Federal courts can refuse to review habeas claims that a state court has rejected for violating state filing procedures. But state procedural rules do not cut off federal review if the state rules are unclear or inconsistently applied. In the case of Michael Morales -- who was sentenced to death in 1983 for raping and murdering a teen-age girl in Stockton -- the Ninth Circuit found California's pre-1993 rules were both.
The ruling reverses the district court, which rejected Morales' habeas claims because the state Supreme Court had time-barred them. Morales now has the chance for a federal court hearing on the merits of his claims.
Judge William Canby Jr. wrote the opinion, which was joined by Judges Jerome Farris and David Thompson.
The California rule, established in June 1989, said a habeas petition was presumed timely if filed within 60 days of briefing deadlines for the state direct appeal (that timetable was changed a year later to 90 days). But, Canby wrote, "there was no discernible clear rule for petitions filed more than 90 days after the due date for the reply brief on direct appeal."
In the past three years, a number of district courts have reached the same conclusion, and so the Ninth Circuit ruling is not surprising or especially significant, said Gardner & Derham's Cliff Gardner, who has worked on eight death penalty cases.
"The real issue is going to be whether they've done it in the post-Clark era," Gardner said.
Deputy Attorney General Dane Gillette, the office's capital casecoordinator, also downplayed the significance of the Morales decision, which he had not seen Tuesday afternoon.
"This is an issue that we've been litigating for a number of years," Gillette said. "We're still relying on it, but we've also lost it in a lot of cases."

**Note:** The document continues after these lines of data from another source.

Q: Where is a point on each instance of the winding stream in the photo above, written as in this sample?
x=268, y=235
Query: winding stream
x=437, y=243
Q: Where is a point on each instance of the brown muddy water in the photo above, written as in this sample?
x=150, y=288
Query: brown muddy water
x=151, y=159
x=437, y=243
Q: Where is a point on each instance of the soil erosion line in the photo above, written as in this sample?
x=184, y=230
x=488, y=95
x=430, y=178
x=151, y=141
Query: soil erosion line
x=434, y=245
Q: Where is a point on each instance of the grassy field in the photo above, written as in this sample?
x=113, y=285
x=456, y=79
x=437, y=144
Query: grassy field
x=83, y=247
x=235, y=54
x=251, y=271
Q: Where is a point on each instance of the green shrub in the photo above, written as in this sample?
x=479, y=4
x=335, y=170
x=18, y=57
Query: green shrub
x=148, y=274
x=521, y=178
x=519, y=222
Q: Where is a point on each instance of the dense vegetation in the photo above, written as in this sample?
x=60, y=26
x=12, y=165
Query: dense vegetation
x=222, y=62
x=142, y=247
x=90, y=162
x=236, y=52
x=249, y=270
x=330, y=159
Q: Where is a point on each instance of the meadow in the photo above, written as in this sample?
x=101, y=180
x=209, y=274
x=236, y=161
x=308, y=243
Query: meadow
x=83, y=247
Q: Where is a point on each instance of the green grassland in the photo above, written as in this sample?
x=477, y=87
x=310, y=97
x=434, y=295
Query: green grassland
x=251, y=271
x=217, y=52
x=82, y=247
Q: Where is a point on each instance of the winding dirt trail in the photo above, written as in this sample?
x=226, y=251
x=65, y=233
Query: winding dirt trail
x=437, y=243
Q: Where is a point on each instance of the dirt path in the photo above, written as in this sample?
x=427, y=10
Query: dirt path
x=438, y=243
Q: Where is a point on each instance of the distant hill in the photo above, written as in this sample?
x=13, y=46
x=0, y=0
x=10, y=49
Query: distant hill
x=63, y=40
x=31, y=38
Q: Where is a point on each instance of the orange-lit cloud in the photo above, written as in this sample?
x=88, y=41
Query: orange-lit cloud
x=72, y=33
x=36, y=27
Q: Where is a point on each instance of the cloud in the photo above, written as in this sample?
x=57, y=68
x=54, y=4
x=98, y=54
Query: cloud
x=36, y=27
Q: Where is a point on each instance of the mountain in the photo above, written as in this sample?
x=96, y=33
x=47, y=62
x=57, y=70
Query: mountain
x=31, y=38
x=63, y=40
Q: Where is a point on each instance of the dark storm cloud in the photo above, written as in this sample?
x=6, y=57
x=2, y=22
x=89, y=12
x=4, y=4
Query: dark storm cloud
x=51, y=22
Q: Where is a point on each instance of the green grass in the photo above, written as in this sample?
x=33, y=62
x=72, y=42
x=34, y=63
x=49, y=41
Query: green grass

Gillette said he does not know how many cases pending in federal court are, like Morales', pre-Clark cases in which district courts have refused to review habeas claims because those claims were rejected by the state court for reasons of timeliness.
And David Senior, the partner at Los Angeles' Condon & Forsyth who represented Morales, noted that part of his argument turned on the rarity of his case.
"We were treated significantly differently than lots of other people who had been in the same position that we were," Senior said.
Of 35 habeas petitions filed, like Morales', three years after the end of state direct appeal, the state Supreme Court denied only six for untimeliness alone, Senior argued. More than half were denied on the merits alone.
The state argued that this pattern merely showed that discretion was involved in the application of the timeliness rule. But the Ninth Circuit panel rejected that argument.
"Discretion is the exercise of judgment according to standards that, at least over time, can become known and understood within reasonable operating limits," Canby wrote.